El Mundo

Puigdemont pasó de halagar a la UE a considerarla un "club de decadentes"

El ex presidente catalán descargó su ira sobre las naciones europeas por no haber dado ni el menor apoyo a la aventura separatista que encabezó

Lunes 27 de Noviembre de 2017

El pasado 1º de octubre, mientras miles de personas votaban en Cataluña sobre el futuro de la región en un referéndum irregular, una gran pancarta pendía del escenario montado por los independentistas en el centro de Barcelona: "Hola Europa". Ese saludo, esas dos palabras, resumían el empeño del gobierno catalán de Carles Puigdemont por recabar el apoyo de las autoridades europeas a su proyecto independentista y por presentar a Cataluña como un futuro Estado europeo moderno y próspero.
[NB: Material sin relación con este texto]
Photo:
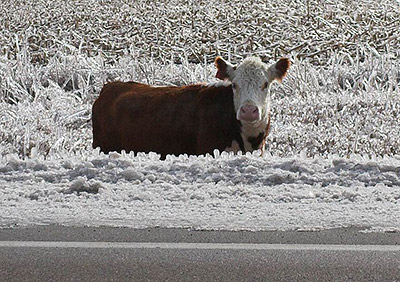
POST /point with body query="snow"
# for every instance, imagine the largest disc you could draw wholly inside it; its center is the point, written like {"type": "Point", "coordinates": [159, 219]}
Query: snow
{"type": "Point", "coordinates": [332, 157]}
{"type": "Point", "coordinates": [242, 192]}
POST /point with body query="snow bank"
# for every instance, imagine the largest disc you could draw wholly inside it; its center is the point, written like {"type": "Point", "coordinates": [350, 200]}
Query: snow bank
{"type": "Point", "coordinates": [244, 192]}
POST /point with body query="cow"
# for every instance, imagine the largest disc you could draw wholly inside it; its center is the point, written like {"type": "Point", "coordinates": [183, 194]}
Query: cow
{"type": "Point", "coordinates": [232, 115]}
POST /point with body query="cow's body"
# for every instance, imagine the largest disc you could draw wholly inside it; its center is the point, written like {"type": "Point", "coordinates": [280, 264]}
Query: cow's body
{"type": "Point", "coordinates": [194, 119]}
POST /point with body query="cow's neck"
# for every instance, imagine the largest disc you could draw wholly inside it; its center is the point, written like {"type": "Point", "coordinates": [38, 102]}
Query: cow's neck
{"type": "Point", "coordinates": [254, 134]}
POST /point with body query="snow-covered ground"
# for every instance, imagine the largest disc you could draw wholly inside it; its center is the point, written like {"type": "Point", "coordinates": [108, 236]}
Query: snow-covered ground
{"type": "Point", "coordinates": [227, 192]}
{"type": "Point", "coordinates": [333, 155]}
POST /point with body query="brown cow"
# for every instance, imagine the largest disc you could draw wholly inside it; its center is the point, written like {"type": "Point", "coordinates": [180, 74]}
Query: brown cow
{"type": "Point", "coordinates": [193, 119]}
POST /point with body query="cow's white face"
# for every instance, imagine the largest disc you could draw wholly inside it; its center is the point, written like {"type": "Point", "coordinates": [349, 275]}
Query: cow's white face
{"type": "Point", "coordinates": [251, 82]}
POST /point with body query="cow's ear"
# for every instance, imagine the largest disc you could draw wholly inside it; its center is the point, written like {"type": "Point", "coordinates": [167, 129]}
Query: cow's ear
{"type": "Point", "coordinates": [278, 70]}
{"type": "Point", "coordinates": [224, 69]}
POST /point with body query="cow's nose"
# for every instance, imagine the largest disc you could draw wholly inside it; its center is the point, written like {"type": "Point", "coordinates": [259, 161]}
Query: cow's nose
{"type": "Point", "coordinates": [249, 113]}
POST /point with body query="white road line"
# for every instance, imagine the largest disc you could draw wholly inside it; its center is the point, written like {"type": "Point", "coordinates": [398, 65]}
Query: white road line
{"type": "Point", "coordinates": [198, 246]}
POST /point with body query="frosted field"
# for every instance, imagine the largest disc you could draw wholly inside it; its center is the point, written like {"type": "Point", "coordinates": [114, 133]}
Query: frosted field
{"type": "Point", "coordinates": [333, 155]}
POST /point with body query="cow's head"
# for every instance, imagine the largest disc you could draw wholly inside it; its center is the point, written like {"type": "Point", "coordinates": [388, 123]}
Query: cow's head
{"type": "Point", "coordinates": [251, 82]}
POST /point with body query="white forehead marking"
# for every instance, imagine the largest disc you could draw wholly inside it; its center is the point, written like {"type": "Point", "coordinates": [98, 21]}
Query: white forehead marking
{"type": "Point", "coordinates": [253, 70]}
{"type": "Point", "coordinates": [219, 83]}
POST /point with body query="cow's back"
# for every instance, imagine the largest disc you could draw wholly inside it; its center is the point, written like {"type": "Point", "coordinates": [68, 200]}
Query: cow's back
{"type": "Point", "coordinates": [137, 117]}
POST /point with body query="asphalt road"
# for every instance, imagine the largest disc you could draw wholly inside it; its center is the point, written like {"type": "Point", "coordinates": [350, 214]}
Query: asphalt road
{"type": "Point", "coordinates": [54, 253]}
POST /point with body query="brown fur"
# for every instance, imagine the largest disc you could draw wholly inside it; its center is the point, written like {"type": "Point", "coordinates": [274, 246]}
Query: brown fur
{"type": "Point", "coordinates": [192, 119]}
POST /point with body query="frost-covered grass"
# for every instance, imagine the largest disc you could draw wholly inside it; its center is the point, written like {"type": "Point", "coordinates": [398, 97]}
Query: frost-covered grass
{"type": "Point", "coordinates": [335, 140]}
{"type": "Point", "coordinates": [344, 107]}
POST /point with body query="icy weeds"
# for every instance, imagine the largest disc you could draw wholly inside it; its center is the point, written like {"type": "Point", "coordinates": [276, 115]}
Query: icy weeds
{"type": "Point", "coordinates": [226, 192]}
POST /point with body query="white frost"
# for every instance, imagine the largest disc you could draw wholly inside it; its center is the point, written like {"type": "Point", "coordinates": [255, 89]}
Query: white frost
{"type": "Point", "coordinates": [228, 192]}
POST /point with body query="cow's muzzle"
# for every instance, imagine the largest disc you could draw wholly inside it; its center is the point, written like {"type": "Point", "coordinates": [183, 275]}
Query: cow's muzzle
{"type": "Point", "coordinates": [249, 113]}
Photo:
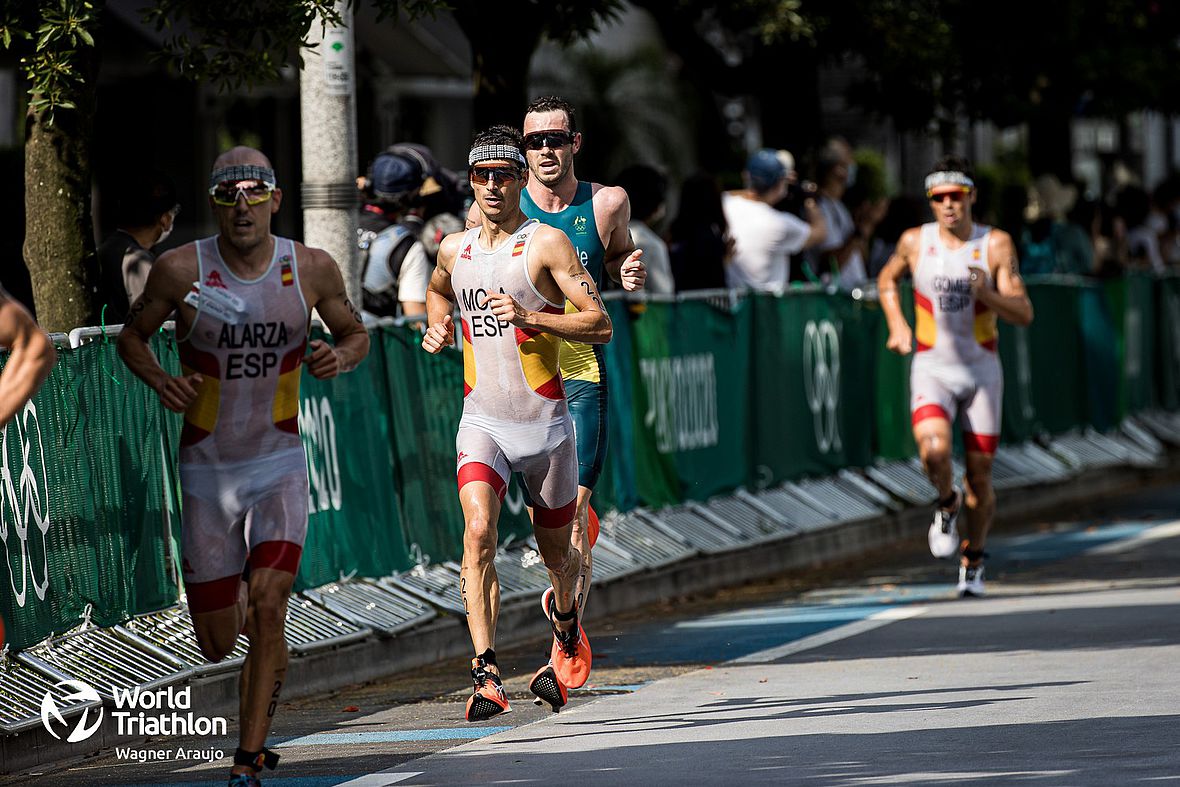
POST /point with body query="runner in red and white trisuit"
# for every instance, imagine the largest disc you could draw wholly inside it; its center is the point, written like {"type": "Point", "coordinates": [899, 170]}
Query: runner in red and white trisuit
{"type": "Point", "coordinates": [511, 277]}
{"type": "Point", "coordinates": [964, 276]}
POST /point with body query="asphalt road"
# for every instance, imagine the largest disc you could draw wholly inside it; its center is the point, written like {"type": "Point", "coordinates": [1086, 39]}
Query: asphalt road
{"type": "Point", "coordinates": [870, 674]}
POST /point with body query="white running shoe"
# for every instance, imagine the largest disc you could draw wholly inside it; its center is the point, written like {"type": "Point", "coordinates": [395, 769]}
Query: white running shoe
{"type": "Point", "coordinates": [943, 535]}
{"type": "Point", "coordinates": [971, 582]}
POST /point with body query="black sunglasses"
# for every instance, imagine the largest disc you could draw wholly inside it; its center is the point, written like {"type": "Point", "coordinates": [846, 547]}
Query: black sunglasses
{"type": "Point", "coordinates": [548, 139]}
{"type": "Point", "coordinates": [482, 175]}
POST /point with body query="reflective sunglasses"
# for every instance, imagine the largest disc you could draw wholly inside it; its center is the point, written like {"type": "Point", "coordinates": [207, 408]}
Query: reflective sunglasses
{"type": "Point", "coordinates": [255, 191]}
{"type": "Point", "coordinates": [551, 139]}
{"type": "Point", "coordinates": [482, 175]}
{"type": "Point", "coordinates": [955, 196]}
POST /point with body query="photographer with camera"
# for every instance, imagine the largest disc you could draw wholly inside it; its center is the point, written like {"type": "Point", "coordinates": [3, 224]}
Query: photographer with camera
{"type": "Point", "coordinates": [765, 237]}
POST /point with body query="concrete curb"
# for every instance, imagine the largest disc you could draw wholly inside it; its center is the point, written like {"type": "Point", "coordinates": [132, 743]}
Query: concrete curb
{"type": "Point", "coordinates": [446, 636]}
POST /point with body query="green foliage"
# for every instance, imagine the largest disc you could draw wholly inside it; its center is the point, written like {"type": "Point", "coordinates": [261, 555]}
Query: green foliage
{"type": "Point", "coordinates": [57, 32]}
{"type": "Point", "coordinates": [936, 59]}
{"type": "Point", "coordinates": [229, 44]}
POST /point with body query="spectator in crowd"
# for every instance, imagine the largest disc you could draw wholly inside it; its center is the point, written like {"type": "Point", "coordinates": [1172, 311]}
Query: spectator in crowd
{"type": "Point", "coordinates": [903, 212]}
{"type": "Point", "coordinates": [844, 251]}
{"type": "Point", "coordinates": [646, 187]}
{"type": "Point", "coordinates": [1107, 235]}
{"type": "Point", "coordinates": [764, 237]}
{"type": "Point", "coordinates": [700, 246]}
{"type": "Point", "coordinates": [1134, 207]}
{"type": "Point", "coordinates": [1050, 243]}
{"type": "Point", "coordinates": [145, 212]}
{"type": "Point", "coordinates": [393, 262]}
{"type": "Point", "coordinates": [1165, 218]}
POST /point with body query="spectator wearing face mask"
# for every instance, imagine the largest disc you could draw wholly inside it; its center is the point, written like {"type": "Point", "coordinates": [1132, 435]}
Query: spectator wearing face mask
{"type": "Point", "coordinates": [145, 212]}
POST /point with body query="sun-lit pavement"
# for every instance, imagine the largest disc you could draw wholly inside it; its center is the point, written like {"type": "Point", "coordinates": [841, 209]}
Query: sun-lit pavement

"El PBI de Cataluña es similar al de Finlandia, Dinamarca e Irlanda y su PBI per cápita supera la media europea en un 14,5 por ciento", insistía en las entrevistas el "número dos" del "Govern", Oriol Junqueras. Durante meses, tanto Puigdemont como su responsable de Asuntos Exteriores, Raúl Romeva, trataron sin éxito de reunirse con pesos pesados del panorama político europeo, quienes en un principio insistían en hablar de Cataluña como un "asunto interno" de España. El mensaje del gobierno catalán en ese tiempo era que la región permanecería en la Unión Europea (UE) en caso de independizarse, algo que desde Bruselas esbozaban como improbable.

"Es evidente que si un 'sí' a la independencia de Cataluña llegara un día, respetaremos esa decisión, pero Cataluña no podrá convertirse en miembro de la Unión Europea al día siguiente", destacó en septiembre el presidente de la Comisión Europea, Jean-Claude Juncker.

El choque de trenes

Cuando el temido choque de trenes con Madrid tuvo lugar el pasado octubre, a raíz de la celebración del referéndum de independencia prohibido por la Justicia y la aprobación de una confusa declaración de independencia en el Parlamento catalán, Cataluña se quedó sola. Puigdemont reclamó insistentemente a la UE que actuara como mediadora en el conflicto con el gobierno español, pero Bruselas lo descartó. "Si permitimos que Cataluña se independice, también lo harán otros después y eso no me gustaría. No quiero una Unión Europea que dentro de 15 años esté formada por 90 países", dijo en ese momento Juncker.

Desde los gobiernos de países como Alemania, Francia o Reino Unido apoyaron explícitamente al jefe del gobierno español, Mariano Rajoy, en su intervención de la autonomía catalana. También lo hicieron los principales representantes de las instituciones europeas.

"Cuando algunos siembran la discordia ignorando las leyes, es importante recordar el respeto al Estado de derecho", dijo en España el presidente del Parlamento Europeo, Antonio Tajani, en medio de una de las crisis más importantes en la democracia española.

El apoyo sin fisuras de Europa a Rajoy molestó a Puigdemont, quien en los últimos días arremetió contra la UE desde su corazón, Bruselas. Allí, en la capital europea, está desde que fue destituido por Madrid mientras espera que la Justicia belga decida sobre su entrega a España, donde es investigado por rebelión, sedición y malversación.

"Países obsolescentes"

El líder independentista acusó a los dirigentes europeos de dar "carta blanca" a Rajoy para actuar contra Cataluña y, en una entrevista televisiva difundida ayer, llegó a plantear que los catalanes puedan decidir "si quieren pertenecer a la Unión Europea". "No podemos dar por hecho que, porque a los grandes intereses les convenga que pertenezcamos a la UE, la población esto lo va a aceptar sin ningún tipo de crítica", dijo a la cadena pública israelí 1Kan, en la que el político catalán describió la UE como un "club de países decadentes, obsolescentes, en el que mandan unos pocos, además muy ligados a intereses económicos cada vez más discutibles". Europa, acusó ayer, es "insensible al atropello de los derechos humanos, de los derechos democráticos de una parte del territorio". "Quién me garantiza a mí un trato justo en un contexto en el que hay vídeos de dirigentes políticos reclamando mi encarcelamiento y participando en manifestaciones con grupos neonazis que piden mi fusilamiento", agregó.

Un día antes, en un acto en Bélgica en el que presentó su candidatura a las elecciones catalanas del 21 de diciembre convocadas por Madrid, Puigdemont pidió a la UE que retire su apoyo "acrítico" y "a veces inmoral" a Rajoy si los separatistas ganan en las urnas. "Si Europa quiere dar lecciones a China, Turquía y países de Suramérica no puede permitir que en su territorio se violen derechos civiles como sucede en Cataluña", destacó en su intervención.